Subclinical ketosis (SCK) in periparturient cows is associated with gut microbiota dysbiosis and energy metabolism disorders. Although in vitro studies show that free fatty acids (FFA) and BHB impair polymorphonuclear neutrophil (PMN) functions-potentially causing secondary infections-limited in vivo evidence exists. Astragalus polysaccharides (APS) modulate metabolism, immunity, and gut microbiota, but their effects on PMN functions and gut microbiota in SCK cows remain unclear. This study aims to evaluate PMN dysfunction and gut microbiota dysbiosis in SCK cows, and clarify the protective effects of APS on these parameters. Multiparous cows were classified into control (CON; n = 40) and SCK (n = 38) groups based on serum BHB levels.

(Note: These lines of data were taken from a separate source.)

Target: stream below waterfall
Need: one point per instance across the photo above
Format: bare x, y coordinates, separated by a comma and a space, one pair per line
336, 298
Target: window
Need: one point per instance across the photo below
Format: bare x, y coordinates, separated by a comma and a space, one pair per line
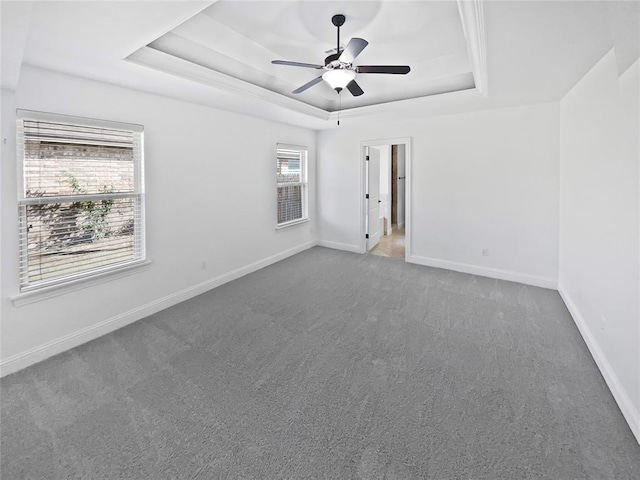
81, 197
291, 177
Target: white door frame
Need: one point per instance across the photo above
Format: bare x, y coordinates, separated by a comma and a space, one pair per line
407, 192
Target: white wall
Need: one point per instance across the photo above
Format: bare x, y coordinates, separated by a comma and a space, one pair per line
479, 180
599, 275
210, 182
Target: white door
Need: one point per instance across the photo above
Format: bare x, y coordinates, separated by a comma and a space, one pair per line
374, 222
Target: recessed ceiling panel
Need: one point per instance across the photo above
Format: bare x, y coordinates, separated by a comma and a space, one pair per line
240, 39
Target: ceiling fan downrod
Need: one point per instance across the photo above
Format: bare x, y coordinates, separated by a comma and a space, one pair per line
338, 21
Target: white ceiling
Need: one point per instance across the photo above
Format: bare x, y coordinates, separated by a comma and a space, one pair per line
531, 51
240, 38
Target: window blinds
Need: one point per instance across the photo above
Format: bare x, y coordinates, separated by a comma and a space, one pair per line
291, 177
81, 201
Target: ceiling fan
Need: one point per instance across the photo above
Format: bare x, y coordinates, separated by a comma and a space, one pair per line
339, 69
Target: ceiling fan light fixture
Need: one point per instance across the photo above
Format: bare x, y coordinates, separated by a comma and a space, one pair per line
338, 78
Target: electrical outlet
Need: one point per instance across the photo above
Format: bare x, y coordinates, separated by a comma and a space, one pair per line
604, 322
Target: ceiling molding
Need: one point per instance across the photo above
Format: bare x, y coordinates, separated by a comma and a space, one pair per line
420, 104
15, 19
472, 17
164, 62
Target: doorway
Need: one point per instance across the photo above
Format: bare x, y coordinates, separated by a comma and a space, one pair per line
386, 218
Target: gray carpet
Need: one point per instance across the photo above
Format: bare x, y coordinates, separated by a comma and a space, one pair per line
327, 365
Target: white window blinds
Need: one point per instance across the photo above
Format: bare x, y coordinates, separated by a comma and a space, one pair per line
81, 197
291, 178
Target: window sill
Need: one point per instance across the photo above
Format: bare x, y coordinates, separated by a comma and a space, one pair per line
291, 224
78, 284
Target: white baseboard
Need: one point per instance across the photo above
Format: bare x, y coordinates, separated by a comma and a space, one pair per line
34, 355
629, 411
340, 246
534, 280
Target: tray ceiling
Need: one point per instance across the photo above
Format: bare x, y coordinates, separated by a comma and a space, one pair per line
238, 39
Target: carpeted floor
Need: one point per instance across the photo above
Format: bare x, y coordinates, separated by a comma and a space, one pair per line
327, 365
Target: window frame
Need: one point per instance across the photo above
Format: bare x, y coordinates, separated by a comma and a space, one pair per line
304, 184
91, 274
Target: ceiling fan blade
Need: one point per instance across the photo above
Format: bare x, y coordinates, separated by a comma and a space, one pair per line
352, 50
297, 64
395, 69
308, 85
354, 88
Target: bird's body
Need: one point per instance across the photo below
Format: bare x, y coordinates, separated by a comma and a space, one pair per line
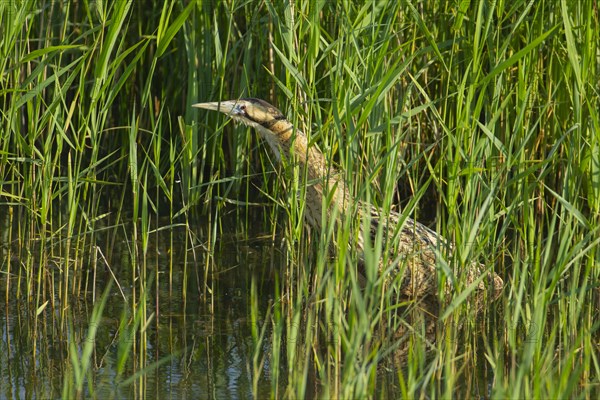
416, 246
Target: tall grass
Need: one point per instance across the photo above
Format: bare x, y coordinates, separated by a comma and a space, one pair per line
478, 119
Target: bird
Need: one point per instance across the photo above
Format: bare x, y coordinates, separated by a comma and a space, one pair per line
415, 245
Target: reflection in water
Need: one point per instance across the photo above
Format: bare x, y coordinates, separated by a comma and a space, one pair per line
198, 345
210, 318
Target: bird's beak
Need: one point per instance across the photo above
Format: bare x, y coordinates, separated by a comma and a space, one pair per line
226, 107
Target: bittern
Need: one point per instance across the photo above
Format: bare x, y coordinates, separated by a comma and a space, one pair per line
417, 245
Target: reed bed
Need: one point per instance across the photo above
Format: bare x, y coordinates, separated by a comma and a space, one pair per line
479, 119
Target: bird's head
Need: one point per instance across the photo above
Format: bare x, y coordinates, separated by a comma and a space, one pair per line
250, 111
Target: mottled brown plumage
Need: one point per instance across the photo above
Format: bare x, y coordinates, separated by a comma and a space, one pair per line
416, 244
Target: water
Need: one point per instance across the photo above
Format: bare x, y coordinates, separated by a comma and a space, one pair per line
197, 346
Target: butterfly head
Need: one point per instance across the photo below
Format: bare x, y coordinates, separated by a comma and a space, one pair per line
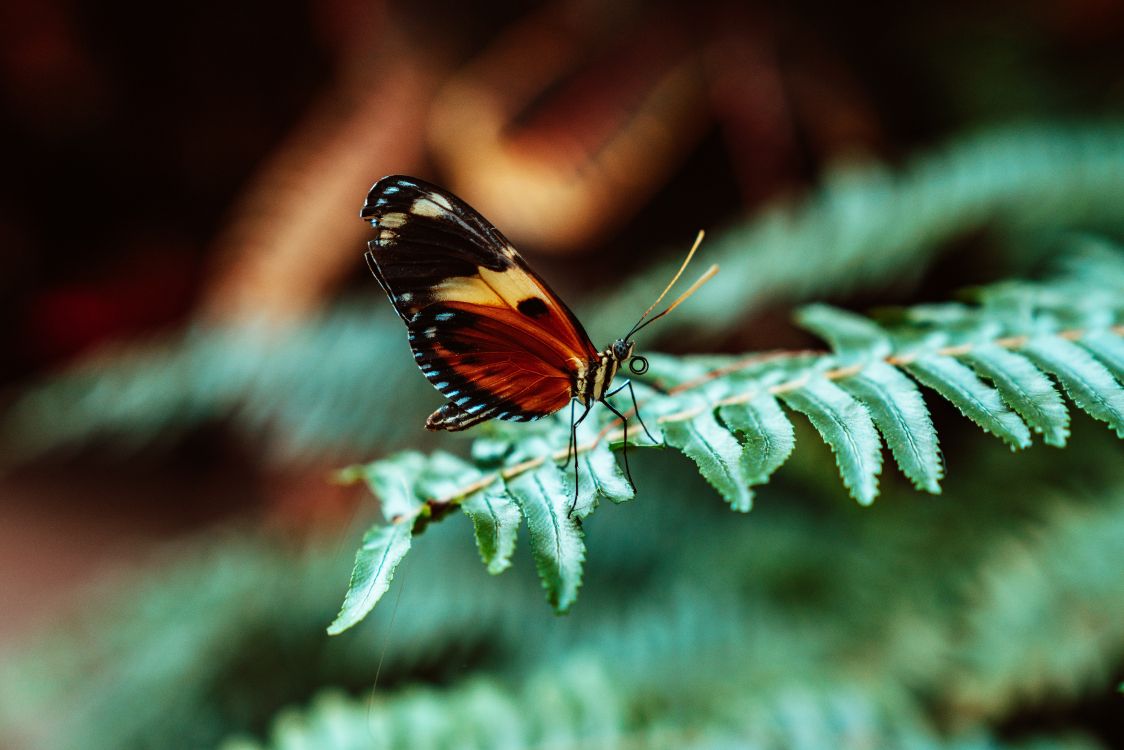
622, 351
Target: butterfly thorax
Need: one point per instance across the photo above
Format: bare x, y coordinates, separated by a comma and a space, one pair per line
592, 378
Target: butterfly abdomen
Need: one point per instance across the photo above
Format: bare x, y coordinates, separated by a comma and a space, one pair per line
594, 379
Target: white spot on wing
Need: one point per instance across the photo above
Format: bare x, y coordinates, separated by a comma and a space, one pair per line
441, 200
428, 207
392, 220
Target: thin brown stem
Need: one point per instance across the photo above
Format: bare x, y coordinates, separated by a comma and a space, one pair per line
837, 373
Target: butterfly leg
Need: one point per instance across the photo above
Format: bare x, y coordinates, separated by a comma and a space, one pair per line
624, 449
573, 450
572, 445
632, 392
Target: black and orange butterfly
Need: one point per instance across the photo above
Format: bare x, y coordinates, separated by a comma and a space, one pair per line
486, 330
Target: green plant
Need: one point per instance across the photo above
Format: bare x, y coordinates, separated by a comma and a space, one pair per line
991, 360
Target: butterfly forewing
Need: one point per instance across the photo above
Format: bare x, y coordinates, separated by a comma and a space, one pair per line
486, 331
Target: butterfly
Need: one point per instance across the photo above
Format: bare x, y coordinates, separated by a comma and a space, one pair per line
485, 328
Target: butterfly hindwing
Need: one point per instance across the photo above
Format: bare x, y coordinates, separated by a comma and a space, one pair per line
486, 331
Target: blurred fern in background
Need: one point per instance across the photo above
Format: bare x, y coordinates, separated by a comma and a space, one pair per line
987, 616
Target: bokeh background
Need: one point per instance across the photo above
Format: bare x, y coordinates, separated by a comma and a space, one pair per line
192, 344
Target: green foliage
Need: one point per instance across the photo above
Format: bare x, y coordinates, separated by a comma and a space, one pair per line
319, 389
867, 225
383, 548
810, 626
728, 423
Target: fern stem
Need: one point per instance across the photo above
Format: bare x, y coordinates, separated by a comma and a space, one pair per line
795, 383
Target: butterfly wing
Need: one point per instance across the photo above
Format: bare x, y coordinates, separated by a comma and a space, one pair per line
485, 328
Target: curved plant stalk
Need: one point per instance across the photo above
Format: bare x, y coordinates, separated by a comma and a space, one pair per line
995, 361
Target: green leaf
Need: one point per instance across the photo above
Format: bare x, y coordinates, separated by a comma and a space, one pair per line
849, 334
555, 536
393, 481
1108, 348
382, 549
717, 454
846, 427
976, 399
1025, 389
1087, 381
900, 414
766, 432
496, 521
601, 475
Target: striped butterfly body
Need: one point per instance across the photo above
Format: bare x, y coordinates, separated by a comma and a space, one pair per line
486, 330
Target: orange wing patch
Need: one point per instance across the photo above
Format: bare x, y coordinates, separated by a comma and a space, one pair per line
486, 331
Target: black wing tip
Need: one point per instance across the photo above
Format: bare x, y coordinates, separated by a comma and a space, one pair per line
377, 197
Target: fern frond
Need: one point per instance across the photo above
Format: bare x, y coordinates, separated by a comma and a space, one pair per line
868, 225
727, 422
307, 391
1038, 626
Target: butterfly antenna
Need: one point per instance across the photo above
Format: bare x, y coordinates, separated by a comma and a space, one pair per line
690, 253
695, 287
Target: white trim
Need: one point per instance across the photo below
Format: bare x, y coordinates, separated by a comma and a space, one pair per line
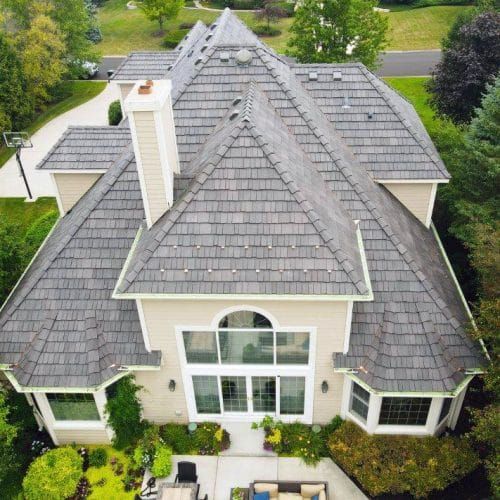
144, 326
347, 328
412, 181
246, 370
430, 207
58, 195
74, 171
140, 170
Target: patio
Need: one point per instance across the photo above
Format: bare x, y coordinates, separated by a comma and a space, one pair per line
217, 475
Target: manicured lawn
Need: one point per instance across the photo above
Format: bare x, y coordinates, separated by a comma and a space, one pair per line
420, 28
77, 93
18, 211
128, 30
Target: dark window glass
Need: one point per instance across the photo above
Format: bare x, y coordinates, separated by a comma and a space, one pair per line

Compared with CON cows, SCK cows exhibited reduced feed intake, negative energy balance (NEB), and dysfunctional PMN activation-characterized by inhibited phagocytosis/neutrophil extracellular traps (NET) and enhanced respiratory burst/degranulation. Supplementation with APS restored PMN functional balance (increasing phagocytosis and reducing respiratory burst/degranulation) and alleviated NEB. Subclinical ketosis decreased gut microbiota α- and β-diversity without altering dominant phyla. At the genus level, SCK reduced Monoglobus, Faecalibacterium, Ruminococcus (short-chain fatty acid [SCFA]-producers), and increased Prevotella and Parabacteroides. Astragalus polysaccharides reversed these changes. Serum FFA and BHB negatively correlated with Monoglobus and Ruminococcus, whose decline likely contributed to NEB. Polymorphonuclear neutrophil reactive oxygen species and serum myeloperoxidase levels negatively correlated with Faecalibacterium, Ruminococcus, and Monoglobus. The predicted microbial community function also showed a decrease in the levels of propanoate and butanoate metabolism in SCK cows, suggesting that deficiency of SCFA-producing microbiota likely promoted PMN hyperactivation in SCK. Our study identifies a microbiota-energy metabolism-immunity pathway disrupted by SCK in periparturient cows. Astragalus polysaccharide supplementation restores this pathway by normalizing gut microbiota, alleviating NEB, and correcting PMN dysfunction. This work provides mechanistic insights into metabolic-immune disorders and validates APS as a natural intervention to improve dairy cow health during the critical transition period.